« Honeyland » : Le miel de la discorde

Honeyland brosse le portrait tout en finesse d’une apicultrice macédonienne confrontée à l’industrialisation, tout en martelant un message écologique universel.

Vanina Delmas  • 16 septembre 2020 abonné·es
« Honeyland » : Le miel de la discorde
Ce film est un écrin sauvage d’où surgit une perle d’humilité et d’humanité.
© damien Bertic/Trice Films/Apolo Média

Hatidze Muratava marche à travers les steppes, grimpe sur les troncs d’arbre, escalade les montagnes, traverse les rivières façonnant les paysages de Macédoine du Nord. Elle n’a pas peur de la nature, elle vit en harmonie avec elle. Hatidze est l’une des dernières apicultrices traditionnelles -d’Europe, et on la découvre évoluant à flanc de montagne pour atteindre ses ruches naturelles creusées dans la roche. Armée d’un enfumoir rempli de bouse, elle manipule tranquillement les abeilles à mains nues, en chantant pour les apaiser et extraire les rayons remplis de miel scintillant. « Moitié pour moi et moitié pour toi. On prend juste ce qu’il nous faut », répète-t-elle joyeusement à chaque récolte. C’est son secret : ne pas exploiter à outrance ses amies volantes et bourdonnantes mais travailler avec elles.

Honeyland n’est pas un film sur la fabrication du miel dans les Balkans mais une immersion quasi naturaliste dans le quotidien d’Hatidze, vivant depuis plus de cinquante ans dans ce hameau sans eau courante, ni électricité, ni présence humaine : la récolte de miel, la fabrique de ruches artisanales, les excursions au marché de Skopje, à 20 kilomètres, pour vendre sa production. On découvre aussi des scènes d’intimité très touchantes avec Nazife, sa mère de 85 ans, aveugle et alitée, qu’elle n’a jamais voulu quitter. Ou encore cet instant de coquetterie lorsqu’elle se teint les cheveux avec une coloration châtain achetée à la capitale.

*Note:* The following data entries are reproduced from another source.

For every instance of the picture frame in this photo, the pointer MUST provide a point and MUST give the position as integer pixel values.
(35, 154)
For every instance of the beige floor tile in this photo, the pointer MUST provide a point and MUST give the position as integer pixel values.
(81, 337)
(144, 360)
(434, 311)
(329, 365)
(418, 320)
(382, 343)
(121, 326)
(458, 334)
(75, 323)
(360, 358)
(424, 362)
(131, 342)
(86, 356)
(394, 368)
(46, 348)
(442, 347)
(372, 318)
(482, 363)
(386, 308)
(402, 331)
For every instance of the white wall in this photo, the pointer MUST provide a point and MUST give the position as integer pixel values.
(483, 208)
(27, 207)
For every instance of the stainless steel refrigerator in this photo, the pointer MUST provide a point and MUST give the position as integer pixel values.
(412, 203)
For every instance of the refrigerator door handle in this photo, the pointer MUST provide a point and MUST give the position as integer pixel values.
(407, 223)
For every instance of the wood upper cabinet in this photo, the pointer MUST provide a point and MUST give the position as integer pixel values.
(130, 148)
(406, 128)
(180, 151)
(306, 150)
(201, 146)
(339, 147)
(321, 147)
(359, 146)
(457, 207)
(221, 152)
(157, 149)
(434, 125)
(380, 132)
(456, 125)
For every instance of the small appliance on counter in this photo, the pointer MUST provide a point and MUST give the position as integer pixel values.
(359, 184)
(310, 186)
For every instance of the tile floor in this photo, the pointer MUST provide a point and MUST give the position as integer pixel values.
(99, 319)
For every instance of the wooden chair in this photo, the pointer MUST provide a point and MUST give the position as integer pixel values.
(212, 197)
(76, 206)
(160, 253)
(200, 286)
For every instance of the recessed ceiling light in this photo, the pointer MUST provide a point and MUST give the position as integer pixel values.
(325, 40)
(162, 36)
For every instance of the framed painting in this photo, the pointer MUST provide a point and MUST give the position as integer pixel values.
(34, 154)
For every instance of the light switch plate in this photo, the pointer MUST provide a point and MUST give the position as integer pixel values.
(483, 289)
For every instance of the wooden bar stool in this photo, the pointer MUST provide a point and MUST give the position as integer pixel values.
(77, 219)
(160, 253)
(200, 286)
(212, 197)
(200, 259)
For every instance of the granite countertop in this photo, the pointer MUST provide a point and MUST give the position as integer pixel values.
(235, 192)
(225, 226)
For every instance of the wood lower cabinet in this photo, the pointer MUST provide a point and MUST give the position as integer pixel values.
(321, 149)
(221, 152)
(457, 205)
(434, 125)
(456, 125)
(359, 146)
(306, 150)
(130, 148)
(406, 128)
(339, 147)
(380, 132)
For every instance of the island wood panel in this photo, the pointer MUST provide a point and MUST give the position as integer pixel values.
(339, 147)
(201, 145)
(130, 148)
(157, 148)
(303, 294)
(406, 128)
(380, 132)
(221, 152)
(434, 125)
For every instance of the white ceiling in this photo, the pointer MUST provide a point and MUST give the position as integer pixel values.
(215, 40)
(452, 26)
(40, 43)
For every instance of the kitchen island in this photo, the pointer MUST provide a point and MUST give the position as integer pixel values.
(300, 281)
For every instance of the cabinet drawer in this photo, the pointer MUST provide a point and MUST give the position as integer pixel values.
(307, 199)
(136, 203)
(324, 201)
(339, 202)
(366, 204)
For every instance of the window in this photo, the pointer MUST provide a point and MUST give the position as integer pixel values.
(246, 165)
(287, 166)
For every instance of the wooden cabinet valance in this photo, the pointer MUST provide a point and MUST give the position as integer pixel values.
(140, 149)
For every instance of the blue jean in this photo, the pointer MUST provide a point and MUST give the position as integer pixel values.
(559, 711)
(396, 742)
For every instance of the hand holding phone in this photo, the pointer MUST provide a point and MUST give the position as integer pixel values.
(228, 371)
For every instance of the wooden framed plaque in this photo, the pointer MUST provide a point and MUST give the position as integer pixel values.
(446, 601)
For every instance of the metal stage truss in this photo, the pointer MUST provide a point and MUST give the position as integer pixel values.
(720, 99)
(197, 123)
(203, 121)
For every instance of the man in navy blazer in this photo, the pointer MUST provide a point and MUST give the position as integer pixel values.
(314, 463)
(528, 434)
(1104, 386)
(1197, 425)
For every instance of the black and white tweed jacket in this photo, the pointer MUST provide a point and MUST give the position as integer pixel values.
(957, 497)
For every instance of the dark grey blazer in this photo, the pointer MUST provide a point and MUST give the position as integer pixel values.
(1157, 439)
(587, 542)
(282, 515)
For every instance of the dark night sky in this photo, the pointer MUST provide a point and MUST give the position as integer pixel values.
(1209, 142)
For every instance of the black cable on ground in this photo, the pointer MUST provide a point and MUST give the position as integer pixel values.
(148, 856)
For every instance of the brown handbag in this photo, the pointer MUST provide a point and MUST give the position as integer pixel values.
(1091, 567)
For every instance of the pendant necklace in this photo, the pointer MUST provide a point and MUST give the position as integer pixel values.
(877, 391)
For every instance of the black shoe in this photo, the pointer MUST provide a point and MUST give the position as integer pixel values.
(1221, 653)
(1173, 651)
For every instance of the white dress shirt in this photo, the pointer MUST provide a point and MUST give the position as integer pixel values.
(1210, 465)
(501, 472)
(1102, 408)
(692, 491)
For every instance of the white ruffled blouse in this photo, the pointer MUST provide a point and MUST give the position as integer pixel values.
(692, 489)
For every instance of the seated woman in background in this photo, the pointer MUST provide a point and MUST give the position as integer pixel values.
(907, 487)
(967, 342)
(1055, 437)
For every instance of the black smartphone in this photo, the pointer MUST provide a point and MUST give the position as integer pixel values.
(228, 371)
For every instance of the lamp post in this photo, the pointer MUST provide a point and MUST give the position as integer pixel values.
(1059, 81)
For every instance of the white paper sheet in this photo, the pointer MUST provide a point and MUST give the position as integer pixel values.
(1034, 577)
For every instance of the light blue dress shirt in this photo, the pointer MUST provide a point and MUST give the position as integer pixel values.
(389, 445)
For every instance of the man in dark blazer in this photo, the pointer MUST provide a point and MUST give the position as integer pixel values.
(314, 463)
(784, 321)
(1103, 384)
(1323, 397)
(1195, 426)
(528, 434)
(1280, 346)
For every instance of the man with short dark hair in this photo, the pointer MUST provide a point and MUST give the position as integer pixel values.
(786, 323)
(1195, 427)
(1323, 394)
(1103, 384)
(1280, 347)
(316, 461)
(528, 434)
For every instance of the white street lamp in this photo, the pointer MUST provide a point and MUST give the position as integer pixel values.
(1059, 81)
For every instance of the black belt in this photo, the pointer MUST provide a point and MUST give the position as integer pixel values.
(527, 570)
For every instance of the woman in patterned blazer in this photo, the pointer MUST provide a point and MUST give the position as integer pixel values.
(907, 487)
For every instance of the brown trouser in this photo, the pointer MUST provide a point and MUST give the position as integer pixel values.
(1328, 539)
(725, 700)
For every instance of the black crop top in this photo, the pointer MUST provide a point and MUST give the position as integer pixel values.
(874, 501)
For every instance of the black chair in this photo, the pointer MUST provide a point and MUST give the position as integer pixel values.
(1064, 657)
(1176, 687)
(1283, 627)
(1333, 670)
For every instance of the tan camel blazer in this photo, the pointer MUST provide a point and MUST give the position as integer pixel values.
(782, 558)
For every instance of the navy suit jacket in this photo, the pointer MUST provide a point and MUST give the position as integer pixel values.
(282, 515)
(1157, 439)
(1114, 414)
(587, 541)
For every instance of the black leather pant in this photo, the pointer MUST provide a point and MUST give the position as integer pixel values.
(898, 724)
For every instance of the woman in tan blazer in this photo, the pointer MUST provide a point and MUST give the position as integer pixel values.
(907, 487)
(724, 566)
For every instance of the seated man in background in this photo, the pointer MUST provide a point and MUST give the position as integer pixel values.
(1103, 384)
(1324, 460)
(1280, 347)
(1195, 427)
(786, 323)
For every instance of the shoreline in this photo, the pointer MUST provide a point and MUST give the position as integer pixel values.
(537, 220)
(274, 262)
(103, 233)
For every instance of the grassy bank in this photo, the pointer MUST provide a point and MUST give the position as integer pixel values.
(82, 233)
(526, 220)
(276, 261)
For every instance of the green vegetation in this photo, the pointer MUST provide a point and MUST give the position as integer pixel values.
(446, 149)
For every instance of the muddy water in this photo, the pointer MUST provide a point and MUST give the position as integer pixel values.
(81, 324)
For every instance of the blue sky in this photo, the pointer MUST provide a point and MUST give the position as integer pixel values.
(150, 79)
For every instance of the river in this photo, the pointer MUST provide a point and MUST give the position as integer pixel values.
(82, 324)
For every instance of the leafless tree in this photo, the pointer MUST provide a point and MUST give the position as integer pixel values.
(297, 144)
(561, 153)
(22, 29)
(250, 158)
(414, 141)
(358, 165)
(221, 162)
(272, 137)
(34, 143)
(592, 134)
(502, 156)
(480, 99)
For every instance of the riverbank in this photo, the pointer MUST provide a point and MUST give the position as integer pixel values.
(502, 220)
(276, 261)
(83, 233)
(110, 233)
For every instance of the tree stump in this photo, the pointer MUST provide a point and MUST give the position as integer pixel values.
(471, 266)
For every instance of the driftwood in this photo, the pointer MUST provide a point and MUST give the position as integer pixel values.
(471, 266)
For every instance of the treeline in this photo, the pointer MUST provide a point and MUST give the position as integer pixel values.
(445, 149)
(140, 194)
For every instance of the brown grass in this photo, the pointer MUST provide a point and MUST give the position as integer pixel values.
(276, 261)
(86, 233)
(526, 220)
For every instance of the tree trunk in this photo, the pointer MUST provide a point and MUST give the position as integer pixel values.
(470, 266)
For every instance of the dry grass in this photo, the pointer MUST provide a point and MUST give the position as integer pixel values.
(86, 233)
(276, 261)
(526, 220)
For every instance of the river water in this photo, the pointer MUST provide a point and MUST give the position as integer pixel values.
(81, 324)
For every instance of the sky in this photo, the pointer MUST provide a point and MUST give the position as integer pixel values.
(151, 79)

Mais cette belle histoire est soudainement perturbée par l’arrivée d’une famille nomade dans ce village en ruine qu’on pensait oublié de tous. La famille -d’Hussein brise la sérénité de l’apicultrice. Le silence est remplacé par les coups de marteau pour fabriquer la maison, les cris du bétail, les rires et les chamailleries des enfants. Impassible, Hatidze les observe par-dessus le muret de pierres. Accueillante, elle s’amuse volontiers avec les sept bambins et partage même son savoir-faire. Le père décide alors de produire son propre miel, avec des dizaines de ruches, en embauchant ses enfants, mais sans respecter la règle sacrée d’Hatidze : partager le butin doré avec les insectes travailleurs. Sous la pression d’un marchand cupide, renforcée par la nécessité de nourrir sa grande famille, -Hussein cède à la loi du marché. Une guerre des abeilles est déclarée et, en filigrane, apparaissent les conséquences concrètes de la destruction soudaine, au nom du profit, d’un écosystème méticuleusement préservé.

La caméra des réalisateurs Tamara Kotevska et Ljubomir Stefanov ne trouble ni les quelques habitants du village ni les abeilles. Il faut dire que les artisans du film ont passé trois ans sur place. Ils ont filmé pendant plus de 400 heures, prenant le temps d’écouter et de capter l’essence de cette tragédie du quotidien. Il est facile pour le spectateur de se laisser emporter, jusqu’à ne plus savoir s’il est dans une fiction ou un documentaire. Honeyland a déjà conquis le Sunday Festival en remportant trois prix, et dérouté l’Académie des Oscars, qui l’a nommé dans deux catégories : meilleur film étranger et meilleur documentaire. Une première.

La photographie, dirigée par Samir Ljuma, est aussi splendide que poétique, jouant avec les lumières naturelles pour sublimer les paysages, ou la lueur d’une bougie pour éclairer les scènes plus intimes entre la mère et la fille. Les paysages grandioses, filmés en plans très larges, nous transportent dans la montagne aride et contrastent avec les plans très serrés sur les abeilles rejoignant leur essaim.

Ce film est un écrin sauvage d’où surgit une perle d’humilité et d’humanité, nous faisant prendre conscience en douceur de la nécessité de respecter le fragile équilibre de la biodiversité. Une philosophie de vie en voie de disparition, comme les abeilles, si précieuses.

Honeyland, Ljubomir Stefanov et Tamara Kotevska, 1 h 25.